Not that the swirling torrents of cascading vocab make more sense when helpfully enlarged in subsequent editions. When it comes to Blake the poet, I am happy to leave him to the literature fiends. Take him away and keep him. He’s all yours. The wondrous thing about art, however, and it’s especially true of Blake’s art, is that it has a life of its own, and no gatekeeper in the world can successfully force it down a path it doesn’t want to take.
Blake knew this, because he soon began publishing his illustrations on their own, without commentary or text or poetry. And suddenly the whole show catches fire. And a figure immediately recognisable as the old William Blake — fiery, demented, brilliant — bursts out from its cage.
His illustrations for Milton’s Paradise Lost are, quite simply, some of the most inventive religious imagery ever produced. Countless artists had already told the story of Adam and Eve. None of them ever imagined it as independently, as weirdly, as strikingly as Blake does.

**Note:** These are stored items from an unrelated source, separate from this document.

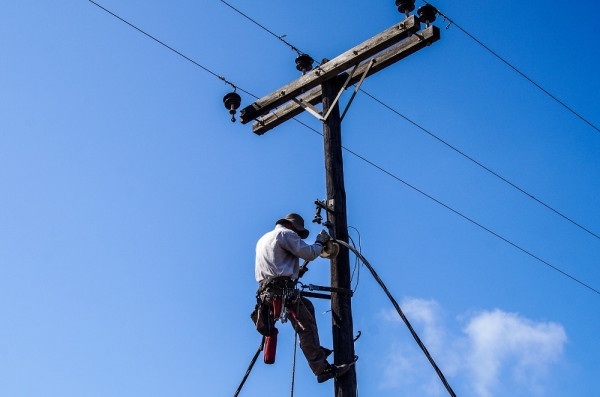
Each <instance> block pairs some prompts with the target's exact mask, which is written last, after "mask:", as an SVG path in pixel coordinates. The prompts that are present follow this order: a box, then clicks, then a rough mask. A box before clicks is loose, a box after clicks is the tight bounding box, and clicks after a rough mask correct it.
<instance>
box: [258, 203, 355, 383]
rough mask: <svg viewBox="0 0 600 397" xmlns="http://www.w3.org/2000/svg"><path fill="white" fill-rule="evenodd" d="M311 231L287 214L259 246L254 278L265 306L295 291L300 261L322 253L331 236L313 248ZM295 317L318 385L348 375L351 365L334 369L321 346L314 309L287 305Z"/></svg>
mask: <svg viewBox="0 0 600 397" xmlns="http://www.w3.org/2000/svg"><path fill="white" fill-rule="evenodd" d="M308 235H309V231H308V230H307V229H305V228H304V219H302V217H301V216H300V215H298V214H293V213H292V214H288V215H286V217H285V218H282V219H279V220H278V221H277V222H275V229H274V230H272V231H270V232H268V233H267V234H265V235H264V236H262V237H261V238H260V240H258V243H257V244H256V263H255V270H254V274H255V277H256V281H258V283H259V288H258V292H257V296H258V297H259V299H260V300H261V301H262V302H263V304H267V305H270V306H271V307H272V302H273V298H275V297H281V295H282V294H283V291H290V290H296V281H297V280H298V278H299V277H301V276H302V274H299V272H300V266H299V258H302V259H304V260H308V261H311V260H313V259H316V258H317V257H318V256H319V255H320V254H321V252H322V251H323V246H324V245H325V243H326V242H327V241H328V240H329V235H328V234H327V233H325V231H321V233H319V235H318V236H317V238H316V241H315V243H314V244H312V245H311V244H307V243H305V242H304V241H302V240H303V239H305V238H307V237H308ZM286 305H287V306H288V307H289V308H290V311H291V312H292V314H293V315H292V316H291V317H290V322H291V323H292V326H293V327H294V330H295V331H296V332H297V333H298V336H299V339H300V348H301V349H302V352H303V353H304V356H305V357H306V360H307V361H308V365H309V366H310V368H311V370H312V371H313V373H314V374H315V375H316V376H317V381H318V382H319V383H322V382H325V381H327V380H329V379H331V378H335V377H338V376H341V375H343V374H344V373H346V372H347V371H348V370H349V369H350V367H351V365H352V363H350V364H340V365H332V364H329V363H328V362H327V356H329V355H330V354H331V353H332V351H331V350H329V349H326V348H324V347H322V346H321V345H320V343H319V334H318V330H317V322H316V319H315V309H314V307H313V305H312V303H311V302H310V301H309V300H308V299H306V298H304V297H301V298H298V297H296V299H294V300H293V301H292V302H286Z"/></svg>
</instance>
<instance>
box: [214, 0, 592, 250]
mask: <svg viewBox="0 0 600 397" xmlns="http://www.w3.org/2000/svg"><path fill="white" fill-rule="evenodd" d="M220 1H221V2H222V3H224V4H226V5H228V6H229V7H231V8H232V9H233V10H235V11H236V12H238V13H239V14H240V15H242V16H243V17H244V18H246V19H248V20H250V21H252V22H253V23H255V24H256V25H258V26H259V27H260V28H262V29H263V30H265V31H266V32H268V33H269V34H271V35H272V36H274V37H276V38H277V39H279V40H281V41H282V42H283V43H285V44H286V45H287V46H289V47H290V48H291V49H293V50H294V51H296V52H297V53H298V54H302V51H300V50H298V48H296V47H295V46H293V45H292V44H290V43H289V42H287V41H285V40H283V39H282V38H281V36H278V35H276V34H275V33H273V32H272V31H271V30H269V29H268V28H267V27H265V26H263V25H261V24H260V23H258V22H256V21H255V20H254V19H252V17H250V16H248V15H247V14H245V13H243V12H241V11H240V10H238V9H237V8H235V7H233V6H232V5H231V4H229V3H227V2H226V1H224V0H220ZM423 1H424V0H423ZM424 3H426V4H429V3H427V2H426V1H424ZM438 12H439V11H438ZM439 14H440V15H441V16H443V17H444V18H446V19H448V20H449V21H450V22H451V23H453V24H454V22H453V21H452V20H450V19H449V18H448V17H446V16H445V15H443V14H442V13H441V12H439ZM455 25H456V24H455ZM456 26H457V27H458V28H459V29H461V30H463V29H462V28H461V27H460V26H458V25H456ZM463 31H464V30H463ZM465 33H466V34H468V33H467V32H466V31H465ZM469 36H470V35H469ZM473 39H474V40H477V39H475V38H474V37H473ZM484 47H485V46H484ZM485 48H487V47H485ZM487 49H488V50H489V48H487ZM489 51H491V50H489ZM491 52H492V53H493V54H494V55H496V54H495V53H494V52H493V51H491ZM496 56H498V55H496ZM499 58H500V57H499ZM500 59H502V58H500ZM502 60H503V59H502ZM503 61H504V60H503ZM504 62H505V63H507V64H508V62H506V61H504ZM508 65H509V66H511V67H512V68H513V69H515V70H517V69H516V68H514V67H513V66H512V65H510V64H508ZM517 72H519V71H518V70H517ZM519 73H521V72H519ZM521 74H522V73H521ZM523 76H524V77H525V78H527V76H525V75H523ZM527 79H529V78H527ZM532 82H533V81H532ZM534 84H535V83H534ZM536 85H537V84H536ZM540 88H541V87H540ZM542 90H543V89H542ZM360 91H361V92H362V93H363V94H365V95H367V96H368V97H369V98H371V99H373V100H374V101H376V102H377V103H379V104H380V105H382V106H384V107H385V108H386V109H388V110H390V111H392V112H393V113H395V114H397V115H398V116H400V117H402V118H403V119H404V120H406V121H408V122H409V123H411V124H412V125H414V126H415V127H417V128H419V129H420V130H422V131H423V132H425V133H427V134H428V135H430V136H431V137H432V138H434V139H436V140H437V141H439V142H440V143H442V144H444V145H446V146H447V147H448V148H450V149H452V150H454V151H455V152H456V153H458V154H460V155H461V156H463V157H465V158H466V159H467V160H469V161H471V162H473V163H474V164H476V165H477V166H479V167H481V168H482V169H484V170H485V171H487V172H489V173H490V174H492V175H493V176H495V177H496V178H498V179H500V180H501V181H503V182H505V183H506V184H508V185H509V186H511V187H513V188H514V189H516V190H518V191H519V192H521V193H523V194H525V195H526V196H527V197H529V198H531V199H532V200H534V201H536V202H537V203H538V204H541V205H542V206H544V207H546V208H547V209H549V210H550V211H552V212H554V213H555V214H556V215H558V216H560V217H562V218H563V219H565V220H567V221H569V222H571V223H572V224H573V225H575V226H577V227H578V228H580V229H582V230H583V231H585V232H587V233H588V234H590V235H592V236H593V237H595V238H597V239H598V240H600V236H599V235H597V234H596V233H594V232H592V231H591V230H589V229H587V228H586V227H584V226H582V225H580V224H579V223H577V222H576V221H574V220H573V219H571V218H569V217H568V216H566V215H564V214H563V213H561V212H560V211H558V210H556V209H555V208H553V207H551V206H550V205H548V204H546V203H545V202H543V201H542V200H540V199H538V198H537V197H535V196H534V195H532V194H530V193H528V192H527V191H526V190H524V189H523V188H520V187H519V186H517V185H516V184H514V183H512V182H511V181H509V180H508V179H506V178H505V177H503V176H502V175H500V174H499V173H497V172H495V171H493V170H492V169H490V168H488V167H486V166H485V165H483V164H482V163H480V162H479V161H477V160H475V159H474V158H472V157H471V156H469V155H468V154H466V153H464V152H463V151H461V150H459V149H457V148H456V147H454V146H452V145H451V144H450V143H448V142H446V141H445V140H443V139H442V138H440V137H438V136H437V135H435V134H434V133H432V132H431V131H429V130H427V129H426V128H424V127H423V126H421V125H420V124H418V123H416V122H415V121H413V120H411V119H409V118H408V117H406V116H405V115H403V114H402V113H400V112H399V111H398V110H396V109H394V108H392V107H391V106H390V105H388V104H386V103H384V102H383V101H381V100H380V99H378V98H376V97H375V96H373V95H372V94H370V93H368V92H367V91H365V90H363V89H360ZM544 91H545V90H544ZM545 92H546V91H545ZM559 102H560V101H559ZM594 128H595V127H594Z"/></svg>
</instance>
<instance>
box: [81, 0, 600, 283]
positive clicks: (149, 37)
mask: <svg viewBox="0 0 600 397" xmlns="http://www.w3.org/2000/svg"><path fill="white" fill-rule="evenodd" d="M88 1H89V2H90V3H92V4H94V5H96V6H97V7H99V8H101V9H102V10H104V11H105V12H107V13H109V14H110V15H112V16H114V17H115V18H117V19H119V20H121V21H122V22H124V23H126V24H127V25H129V26H131V27H132V28H134V29H136V30H137V31H139V32H141V33H143V34H144V35H145V36H147V37H149V38H151V39H152V40H154V41H156V42H157V43H159V44H161V45H163V46H164V47H166V48H168V49H170V50H171V51H173V52H175V53H176V54H178V55H180V56H181V57H183V58H184V59H186V60H188V61H190V62H192V63H193V64H195V65H197V66H199V67H200V68H202V69H203V70H205V71H207V72H209V73H210V74H212V75H213V76H215V77H217V78H219V79H220V80H223V81H225V82H226V83H227V84H229V85H231V86H232V87H235V88H238V89H240V90H241V91H243V92H245V93H247V94H248V95H250V96H252V97H254V98H258V97H257V96H256V95H254V94H252V93H250V92H248V91H245V90H243V89H241V88H239V87H237V86H236V85H234V84H233V83H230V82H229V81H227V80H226V79H225V78H224V77H222V76H220V75H218V74H217V73H215V72H213V71H211V70H209V69H208V68H206V67H204V66H202V65H201V64H199V63H197V62H196V61H194V60H192V59H191V58H189V57H187V56H185V55H183V54H182V53H180V52H179V51H177V50H175V49H173V48H172V47H170V46H168V45H167V44H165V43H163V42H162V41H160V40H158V39H157V38H155V37H154V36H152V35H150V34H148V33H146V32H144V31H143V30H141V29H140V28H138V27H137V26H135V25H133V24H131V23H130V22H127V21H126V20H125V19H123V18H121V17H119V16H118V15H116V14H115V13H113V12H112V11H110V10H108V9H106V8H104V7H102V6H100V5H99V4H98V3H95V2H94V1H92V0H88ZM294 120H295V121H296V122H298V123H300V124H301V125H303V126H304V127H306V128H308V129H309V130H311V131H313V132H315V133H316V134H318V135H320V136H323V134H322V133H320V132H319V131H317V130H315V129H314V128H312V127H311V126H309V125H307V124H305V123H303V122H302V121H300V120H298V119H296V118H294ZM342 148H343V149H344V150H346V151H347V152H348V153H350V154H352V155H353V156H355V157H357V158H359V159H361V160H362V161H364V162H366V163H367V164H369V165H371V166H373V167H375V168H377V169H378V170H380V171H381V172H383V173H385V174H387V175H389V176H390V177H392V178H394V179H396V180H397V181H399V182H401V183H403V184H404V185H406V186H408V187H410V188H411V189H413V190H415V191H416V192H418V193H420V194H422V195H423V196H425V197H427V198H429V199H430V200H433V201H434V202H436V203H437V204H439V205H441V206H443V207H445V208H446V209H448V210H450V211H452V212H454V213H455V214H457V215H459V216H460V217H462V218H464V219H465V220H467V221H469V222H471V223H473V224H474V225H476V226H478V227H480V228H481V229H483V230H485V231H487V232H488V233H490V234H492V235H494V236H496V237H497V238H499V239H501V240H503V241H504V242H506V243H508V244H510V245H512V246H513V247H515V248H517V249H518V250H520V251H522V252H524V253H525V254H527V255H529V256H531V257H532V258H534V259H537V260H538V261H540V262H542V263H543V264H545V265H546V266H548V267H550V268H552V269H554V270H556V271H557V272H559V273H561V274H563V275H564V276H566V277H568V278H570V279H572V280H573V281H575V282H577V283H579V284H581V285H582V286H584V287H586V288H588V289H590V290H592V291H593V292H595V293H597V294H599V295H600V292H599V291H597V290H596V289H594V288H592V287H591V286H589V285H588V284H586V283H584V282H582V281H580V280H578V279H577V278H575V277H573V276H571V275H570V274H568V273H566V272H565V271H563V270H561V269H559V268H557V267H555V266H553V265H551V264H550V263H548V262H546V261H545V260H543V259H541V258H540V257H538V256H536V255H534V254H532V253H531V252H529V251H527V250H525V249H524V248H521V247H520V246H518V245H517V244H515V243H513V242H511V241H510V240H508V239H506V238H504V237H502V236H501V235H499V234H497V233H496V232H494V231H492V230H491V229H489V228H487V227H485V226H483V225H481V224H480V223H478V222H476V221H475V220H473V219H471V218H469V217H467V216H466V215H464V214H462V213H461V212H459V211H457V210H455V209H453V208H452V207H450V206H448V205H446V204H444V203H443V202H441V201H439V200H438V199H436V198H434V197H433V196H431V195H429V194H427V193H425V192H424V191H422V190H420V189H418V188H417V187H415V186H413V185H411V184H410V183H408V182H406V181H404V180H403V179H401V178H400V177H398V176H396V175H394V174H393V173H391V172H389V171H387V170H386V169H384V168H382V167H380V166H378V165H377V164H375V163H373V162H372V161H370V160H368V159H367V158H365V157H363V156H361V155H359V154H358V153H356V152H354V151H352V150H350V149H348V148H347V147H345V146H342Z"/></svg>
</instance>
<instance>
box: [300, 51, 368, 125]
mask: <svg viewBox="0 0 600 397" xmlns="http://www.w3.org/2000/svg"><path fill="white" fill-rule="evenodd" d="M374 63H375V59H371V60H370V61H369V65H368V66H367V68H366V69H365V71H364V72H363V74H362V76H361V78H360V81H359V82H358V84H357V86H356V89H355V90H354V93H353V94H352V97H351V98H350V101H349V102H348V104H347V105H346V108H345V109H344V112H343V114H342V117H341V118H340V120H343V119H344V116H345V115H346V112H347V111H348V108H349V107H350V105H351V104H352V101H353V100H354V97H355V96H356V93H357V92H358V90H359V89H360V86H361V84H362V83H363V81H365V78H366V77H367V74H368V73H369V71H370V70H371V66H373V64H374ZM358 67H359V64H356V66H354V68H353V69H352V72H350V74H349V75H348V77H347V78H346V81H345V82H344V84H343V85H342V87H341V88H340V92H338V94H337V96H336V97H335V99H334V100H333V102H332V103H331V105H330V106H329V110H328V111H327V113H326V114H325V115H323V112H322V111H321V110H319V108H317V107H316V106H314V105H312V104H310V103H309V102H304V100H302V98H300V99H298V98H292V101H294V102H295V103H296V104H297V105H298V106H301V107H302V108H303V109H304V110H306V111H307V112H308V113H310V114H312V115H313V116H315V117H316V118H317V119H319V120H320V121H326V120H327V119H328V118H329V115H330V114H331V112H332V111H333V108H334V107H335V105H336V104H337V103H338V101H339V100H340V97H341V96H342V93H343V92H344V91H345V90H346V89H347V88H348V84H350V80H352V77H354V73H355V72H356V69H358Z"/></svg>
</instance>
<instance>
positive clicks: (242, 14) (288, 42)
mask: <svg viewBox="0 0 600 397" xmlns="http://www.w3.org/2000/svg"><path fill="white" fill-rule="evenodd" d="M220 1H221V3H223V4H225V5H227V6H228V7H229V8H231V9H232V10H234V11H235V12H237V13H238V14H240V15H241V16H243V17H244V18H246V19H248V20H249V21H251V22H252V23H254V24H255V25H257V26H259V27H260V28H261V29H263V30H264V31H266V32H267V33H269V34H270V35H272V36H274V37H275V38H277V39H278V40H281V41H282V42H283V43H284V44H285V45H287V46H288V47H290V48H291V49H292V50H293V51H296V53H297V54H298V55H303V54H304V53H303V52H302V51H300V50H299V49H297V48H296V47H294V46H293V45H292V44H290V43H289V42H287V41H286V40H284V39H283V38H284V37H285V36H286V35H282V36H279V35H277V34H275V33H273V32H272V31H271V30H269V29H268V28H267V27H265V26H264V25H261V24H260V23H258V22H256V21H255V20H254V19H252V18H251V17H250V16H248V15H247V14H244V13H243V12H242V11H240V10H238V9H237V8H235V7H234V6H232V5H231V4H229V3H228V2H226V1H225V0H220Z"/></svg>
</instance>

Earlier in the show, his debt to Michelangelo is unmissable, with big bearded men and small neoclassical women acting out clunky dramas with extra-large Sistine gestures. But although this obvious Michelangelo influence diminishes, something that never disappears — indeed, it grows — is a huge Sistine faith in the way art must work, how it must strike you between the eyes like a lightning bolt.
The thunderous frontispiece for America a Prophecy; Nebuchadnezzar crawling on all fours though his dismal cave; The Beast from the Sea gurning apocalyptically at us from seven faces at once — this is art that holds nothing back. Its effect feels closer to getting drunk than to looking at pictures.
Having tiptoed carefully through the opening stretches of this superb show, I found myself swaying through its final rooms. All of Blake’s most notable work is here. Plus plenty of the bad stuff, because he never lost the ability to be dreadful. Not even Piero della Francesca ever painted a baby Christ quite as ugly as the one Blake forces upon us in his Virgin and Child in Egypt, from 1810.
Something else that grows is his frustration at not being able to work on the scale he wanted. The A4 size of so much of his art — and the false sense of repetition it creates — was the result of lack of opportunity, not lack of ambition. In a clever move, the organisers have installed a wall-sized photograph of St James’s, Piccadilly, the Blake family church, then magicked into it an enlargement of one of Blake’s tiny crucifixions, so that it fills the entire altar wall. It’s shockingly impressive.